Google cloud vision API error reading pdf


I am currently trying to process a large pdf document using google cloud vision API. When reading the document I am receiving an error that says "json_format.Parse( error". I have attached my code below. How can I fix this? Code


Solution

  • You are getting the error on that line of code because you are trying to pass json_string with type: <class 'bytes'> and a non existent object vision.types.AnnotateFilesResponse() to json_format.Parse() that requires:

    google.protobuf.json_format.Parse(text, message,ignore_unknown_fields=False, descriptor_pool=None) Parses a JSON representation of a protocol message into a message.

    Parameters:

    • text – Message JSON representation.
    • message – A protocol buffer message to merge into.
    • ignore_unknown_fields – If True, do not raise errors for unknown fields.
    • descriptor_pool – A Descriptor Pool for resolving types. If None use the default.

    Returns The same message passed as argument.

    Raises:: ParseError: On JSON parsing problems.
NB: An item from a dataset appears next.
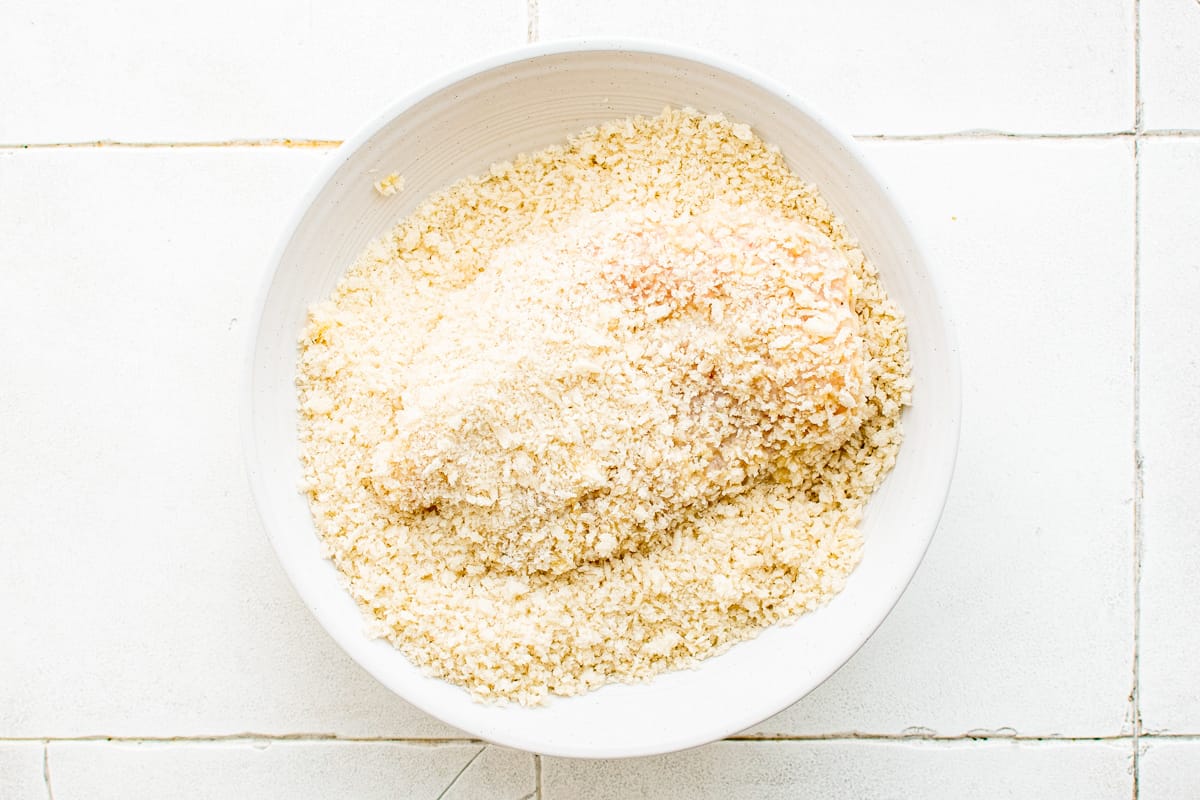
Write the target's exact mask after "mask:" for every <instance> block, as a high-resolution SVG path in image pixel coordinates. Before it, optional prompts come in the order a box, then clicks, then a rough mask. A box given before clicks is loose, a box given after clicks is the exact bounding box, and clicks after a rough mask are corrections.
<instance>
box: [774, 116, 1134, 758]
mask: <svg viewBox="0 0 1200 800" xmlns="http://www.w3.org/2000/svg"><path fill="white" fill-rule="evenodd" d="M869 155H870V156H871V157H872V158H874V160H875V161H876V163H877V164H878V166H880V167H881V168H882V170H883V173H884V176H886V178H887V179H888V180H889V181H890V182H892V186H893V187H894V188H895V191H896V192H898V193H899V196H900V198H901V200H902V203H904V204H905V207H906V209H908V210H910V212H911V215H912V217H913V219H914V223H916V225H917V228H918V229H919V230H920V231H923V234H924V235H925V241H926V243H928V246H929V251H930V255H931V258H932V260H934V261H935V263H936V264H937V265H938V269H940V277H941V278H942V285H943V287H944V291H946V296H947V300H948V302H949V307H950V308H953V309H954V315H955V323H956V327H958V336H959V339H960V348H961V353H962V392H964V415H962V419H964V422H962V438H961V444H960V450H959V461H958V467H956V473H955V479H954V485H953V488H952V491H950V498H949V501H948V505H947V507H946V513H944V516H943V518H942V524H941V527H940V530H938V533H937V536H936V537H935V539H934V545H932V547H931V549H930V552H929V555H928V557H926V559H925V563H924V564H923V565H922V567H920V571H919V572H918V573H917V578H916V579H914V582H913V584H912V587H911V588H910V589H908V593H907V594H906V595H905V597H904V599H902V600H901V602H900V604H899V607H898V608H896V610H895V612H894V613H893V614H892V616H890V618H889V619H888V620H887V621H886V622H884V624H883V626H882V628H881V630H880V631H878V632H877V633H876V636H875V637H874V638H872V639H871V640H870V642H868V644H866V645H865V646H864V648H863V650H862V651H860V652H859V654H858V655H857V656H856V657H854V658H853V660H852V661H851V662H850V663H848V664H847V666H846V667H844V668H842V669H841V672H840V673H838V674H836V675H835V676H834V678H833V679H832V680H830V681H828V682H827V684H826V685H823V686H821V687H820V688H817V691H816V692H814V693H812V694H811V696H809V697H808V698H805V699H804V700H802V702H800V703H799V704H797V705H796V706H793V708H792V709H790V710H788V711H786V712H784V714H781V715H779V716H776V717H775V718H773V720H769V721H767V722H766V723H763V724H761V726H757V727H756V728H755V730H756V732H760V733H770V734H780V733H826V732H850V730H859V732H872V733H902V732H905V730H906V729H910V728H924V729H930V730H934V732H936V733H938V734H941V735H954V734H962V733H967V732H970V730H979V729H982V730H1001V729H1007V730H1015V732H1016V733H1019V734H1021V735H1093V734H1108V735H1114V734H1117V733H1120V732H1121V730H1122V728H1123V726H1124V722H1126V717H1127V712H1128V710H1129V708H1128V696H1129V692H1130V688H1132V681H1133V674H1132V670H1133V667H1132V660H1133V606H1132V588H1133V561H1132V541H1133V533H1132V521H1133V510H1132V498H1133V422H1132V421H1133V413H1132V397H1133V375H1132V365H1130V359H1132V348H1133V295H1132V291H1133V271H1132V255H1133V224H1132V219H1133V160H1132V148H1130V144H1129V143H1128V142H1121V140H1106V142H1105V140H1102V142H1073V143H1062V142H1045V140H1042V142H1014V140H989V142H958V143H950V142H937V143H904V144H896V143H888V144H872V145H871V146H870V149H869Z"/></svg>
    Since your goal is to read the response from your async_batch_annotate_files(), the JSON response from this method will be saved to the defined Cloud Storage Bucket output location. You can just read and parse the data in json_string by converting it to a dictionary. You can then work you way in the dictionary by referring to AnnotateFileResponse reference. using the code below:

    output = blob_list[0]
    json_string = output.download_as_string()
    response = json.loads(json_string)
    first_page_response = response['responses'][0]
    annotation = first_page_response['fullTextAnnotation']
    
    print('Full text:\n')
    print(annotation['text'])
    

    NOTE: Just make sure that you are getting the correct JSON response file (output = blob_list[0]), else the parsing of results will yield and error.